O choque de realismo bolsonarista sobre Guedes o deixa sem muita margem de manobra. O presidente não quer reformas, muito menos lidar com os problemas que dela decorrem, não quer cortes ou remanejamentos em programas sociais, mesmo que façam sentido, e não quer mexer em privilégios, diante de receitas em queda, gastos em disparada e aceleração da dívida. Bolsonaro decidiu deixar tudo como está e aposentar um programa social que talvez servisse de marca a seu governo.
Bolsonaro opera em modo eleição e discorda de quaisquer programas que possam lhe subtrair votos. Uma ala de seu governo percebe isso e pretende dinamitar o teto de gastos, cuja sustentação torna-se cada vez mais difícil sem apoio político explícito do presidente. A cartada de Guedes é ressuscitar a CPMF, revigorando as receitas públicas e quebrando a rigidez do teto.
Defensores do teto aceitam sua flexibilização combinada a aumento de impostos. Politicamente, isto abriria espaço para gastos eleitorais.
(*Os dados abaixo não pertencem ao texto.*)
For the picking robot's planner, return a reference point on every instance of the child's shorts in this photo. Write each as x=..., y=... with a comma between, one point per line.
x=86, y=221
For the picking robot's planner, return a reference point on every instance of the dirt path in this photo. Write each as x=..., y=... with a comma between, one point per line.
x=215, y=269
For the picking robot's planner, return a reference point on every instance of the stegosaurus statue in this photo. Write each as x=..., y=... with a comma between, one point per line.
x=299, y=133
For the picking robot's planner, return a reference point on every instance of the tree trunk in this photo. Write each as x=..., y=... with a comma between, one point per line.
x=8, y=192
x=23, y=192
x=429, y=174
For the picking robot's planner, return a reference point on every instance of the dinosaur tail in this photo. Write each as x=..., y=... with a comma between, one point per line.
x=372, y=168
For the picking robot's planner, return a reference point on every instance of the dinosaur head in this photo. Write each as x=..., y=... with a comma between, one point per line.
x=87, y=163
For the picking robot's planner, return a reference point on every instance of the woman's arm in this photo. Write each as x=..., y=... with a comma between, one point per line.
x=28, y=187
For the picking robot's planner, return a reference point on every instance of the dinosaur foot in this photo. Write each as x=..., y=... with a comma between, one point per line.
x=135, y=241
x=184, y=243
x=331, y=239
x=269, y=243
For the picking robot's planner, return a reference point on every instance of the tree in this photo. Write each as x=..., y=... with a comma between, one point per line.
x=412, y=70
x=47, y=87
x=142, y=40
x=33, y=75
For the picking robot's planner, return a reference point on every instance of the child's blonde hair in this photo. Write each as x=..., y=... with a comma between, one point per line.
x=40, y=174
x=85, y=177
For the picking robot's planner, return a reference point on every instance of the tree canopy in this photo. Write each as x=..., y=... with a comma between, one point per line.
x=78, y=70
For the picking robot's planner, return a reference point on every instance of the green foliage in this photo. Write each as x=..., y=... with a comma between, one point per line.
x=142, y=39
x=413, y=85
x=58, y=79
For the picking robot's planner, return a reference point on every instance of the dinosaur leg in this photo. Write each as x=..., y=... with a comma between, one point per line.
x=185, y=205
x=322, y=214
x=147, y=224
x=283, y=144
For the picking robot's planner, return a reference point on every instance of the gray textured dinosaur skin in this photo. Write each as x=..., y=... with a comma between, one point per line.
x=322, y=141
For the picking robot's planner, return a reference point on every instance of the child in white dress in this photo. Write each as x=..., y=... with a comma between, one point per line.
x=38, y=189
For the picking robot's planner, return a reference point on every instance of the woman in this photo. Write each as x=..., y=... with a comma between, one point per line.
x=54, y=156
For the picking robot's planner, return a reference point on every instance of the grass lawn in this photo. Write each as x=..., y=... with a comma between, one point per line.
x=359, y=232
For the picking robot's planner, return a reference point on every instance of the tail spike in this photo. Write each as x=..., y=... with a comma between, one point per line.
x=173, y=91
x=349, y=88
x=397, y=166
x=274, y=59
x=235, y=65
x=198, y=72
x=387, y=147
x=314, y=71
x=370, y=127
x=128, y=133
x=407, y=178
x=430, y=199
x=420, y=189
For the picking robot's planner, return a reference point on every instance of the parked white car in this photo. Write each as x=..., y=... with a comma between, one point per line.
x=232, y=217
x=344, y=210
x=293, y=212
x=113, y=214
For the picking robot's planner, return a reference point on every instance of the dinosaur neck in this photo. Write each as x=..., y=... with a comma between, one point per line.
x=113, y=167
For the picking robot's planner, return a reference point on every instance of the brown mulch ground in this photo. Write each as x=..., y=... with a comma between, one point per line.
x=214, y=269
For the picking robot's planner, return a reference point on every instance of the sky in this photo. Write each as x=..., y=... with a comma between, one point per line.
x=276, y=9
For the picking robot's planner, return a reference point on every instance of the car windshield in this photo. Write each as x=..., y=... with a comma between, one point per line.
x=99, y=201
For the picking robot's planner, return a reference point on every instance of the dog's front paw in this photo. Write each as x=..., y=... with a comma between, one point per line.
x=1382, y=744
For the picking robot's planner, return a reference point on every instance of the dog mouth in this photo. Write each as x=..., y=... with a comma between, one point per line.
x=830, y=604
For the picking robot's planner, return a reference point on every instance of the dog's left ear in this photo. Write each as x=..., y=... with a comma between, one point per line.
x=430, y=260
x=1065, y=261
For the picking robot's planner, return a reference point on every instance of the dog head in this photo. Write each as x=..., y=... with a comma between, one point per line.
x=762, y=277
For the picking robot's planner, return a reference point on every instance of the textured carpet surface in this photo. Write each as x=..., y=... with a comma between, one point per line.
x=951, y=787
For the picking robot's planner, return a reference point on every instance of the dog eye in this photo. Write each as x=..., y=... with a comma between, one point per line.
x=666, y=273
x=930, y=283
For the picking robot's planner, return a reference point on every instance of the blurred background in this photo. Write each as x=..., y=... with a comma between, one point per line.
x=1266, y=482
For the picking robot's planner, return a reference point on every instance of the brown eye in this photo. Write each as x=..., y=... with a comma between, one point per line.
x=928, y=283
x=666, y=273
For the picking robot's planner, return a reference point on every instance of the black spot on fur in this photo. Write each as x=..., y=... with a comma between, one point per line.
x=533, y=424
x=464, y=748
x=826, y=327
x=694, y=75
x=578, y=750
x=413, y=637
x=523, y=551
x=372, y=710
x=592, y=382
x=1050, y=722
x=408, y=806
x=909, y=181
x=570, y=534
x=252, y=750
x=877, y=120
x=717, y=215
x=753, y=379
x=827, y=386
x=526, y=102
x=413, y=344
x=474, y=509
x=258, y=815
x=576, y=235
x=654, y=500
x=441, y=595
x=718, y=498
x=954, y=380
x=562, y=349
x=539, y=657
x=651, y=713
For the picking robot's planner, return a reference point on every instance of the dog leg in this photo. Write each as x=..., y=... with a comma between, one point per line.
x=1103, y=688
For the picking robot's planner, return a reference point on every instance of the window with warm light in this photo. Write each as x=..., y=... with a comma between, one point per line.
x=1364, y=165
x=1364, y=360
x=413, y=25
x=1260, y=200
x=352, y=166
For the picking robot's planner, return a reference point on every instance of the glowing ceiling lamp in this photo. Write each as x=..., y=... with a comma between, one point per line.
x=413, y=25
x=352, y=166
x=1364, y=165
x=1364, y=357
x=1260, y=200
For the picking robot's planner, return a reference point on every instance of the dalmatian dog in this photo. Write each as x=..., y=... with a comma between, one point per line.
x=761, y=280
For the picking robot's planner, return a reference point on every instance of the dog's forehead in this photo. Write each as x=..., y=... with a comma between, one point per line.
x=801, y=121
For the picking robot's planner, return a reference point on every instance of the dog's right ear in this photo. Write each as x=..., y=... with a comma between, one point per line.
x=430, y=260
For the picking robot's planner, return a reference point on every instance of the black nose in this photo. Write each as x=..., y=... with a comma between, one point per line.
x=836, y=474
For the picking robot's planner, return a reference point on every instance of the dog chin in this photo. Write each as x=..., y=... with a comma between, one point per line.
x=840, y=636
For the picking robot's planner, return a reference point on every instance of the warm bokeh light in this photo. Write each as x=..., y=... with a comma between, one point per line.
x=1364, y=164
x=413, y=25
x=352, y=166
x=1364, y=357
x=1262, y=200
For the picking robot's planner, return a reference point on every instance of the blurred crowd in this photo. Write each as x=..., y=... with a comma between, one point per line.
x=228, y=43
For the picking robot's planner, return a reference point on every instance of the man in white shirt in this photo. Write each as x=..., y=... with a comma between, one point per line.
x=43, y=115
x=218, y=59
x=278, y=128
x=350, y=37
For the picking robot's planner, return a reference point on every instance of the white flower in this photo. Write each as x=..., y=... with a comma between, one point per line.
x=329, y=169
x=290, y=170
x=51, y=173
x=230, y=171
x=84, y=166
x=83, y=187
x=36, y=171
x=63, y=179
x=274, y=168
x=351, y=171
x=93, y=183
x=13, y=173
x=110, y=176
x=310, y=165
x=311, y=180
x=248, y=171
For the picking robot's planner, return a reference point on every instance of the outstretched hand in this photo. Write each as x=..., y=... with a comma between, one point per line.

Flertar com uma crise fiscal, porém, traz riscos sérios. Isso tornaria insustentável a manutenção de juros baixos, o maior incentivo ao crescimento na praça. O aumento da arrecadação e o teto flexibilizado desincentivariam as reformas. O governo tentaria fazer um jogo de imobilismo controlado, com o apoio do centrão, podando o ativismo de Guedes - com ele dentro ou fora do governo.